Option one: Factory classes
We can solve this problem by introducing a
DeLorean.Factory interface that accepts an
EnergySource as its only parameter:
class DeLorean {
private final TimeCircuits timeCircuits;
private final FluxCapacitor fluxCapacitor;
private final EnergySource energySource;
DeLorean(TimeCircuits timeCircuits,
FluxCapacitor fluxCapacitor,
EnergySource energySource) {
this.timeCircuits = timeCircuits;
this.fluxCapacitor = fluxCapacitor;
this.energySource = energySource;
}
static class Factory {
@Inject TimeCircuits timeCircuits;
@Inject FluxCapacitor fluxCapacitor;
DeLorean create(EnergySource energySource) {
return new DeLorean(timeCircuits, fluxCapacitor, energySource);
}
}
}
This works for our
specific problem, but in general it's quite awkward:
- It requires a gross amount of boilerplate code.

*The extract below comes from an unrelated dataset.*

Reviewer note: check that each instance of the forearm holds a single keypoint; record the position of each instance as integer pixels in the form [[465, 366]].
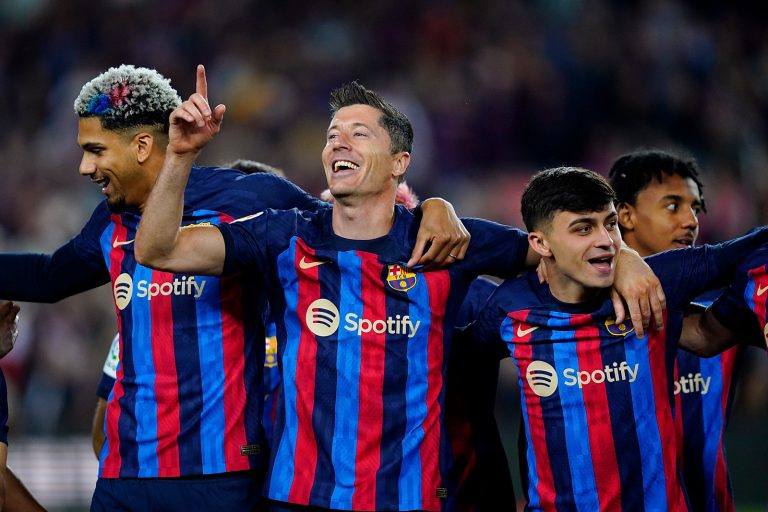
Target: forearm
[[47, 277], [705, 336], [728, 254], [158, 232], [17, 496]]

- It discourages refactoring of the
DeLorean class. - It increases the complexity of getting an
EnergySource. - It doesn't work unless
EnergySource is a direct dependency of the DeLorean class. Otherwise you need to create lots of little factories that cascade. - And
EnergySource is no longer in-the-club—it doesn't participate in Guice's injection, AOP, scoping, etc.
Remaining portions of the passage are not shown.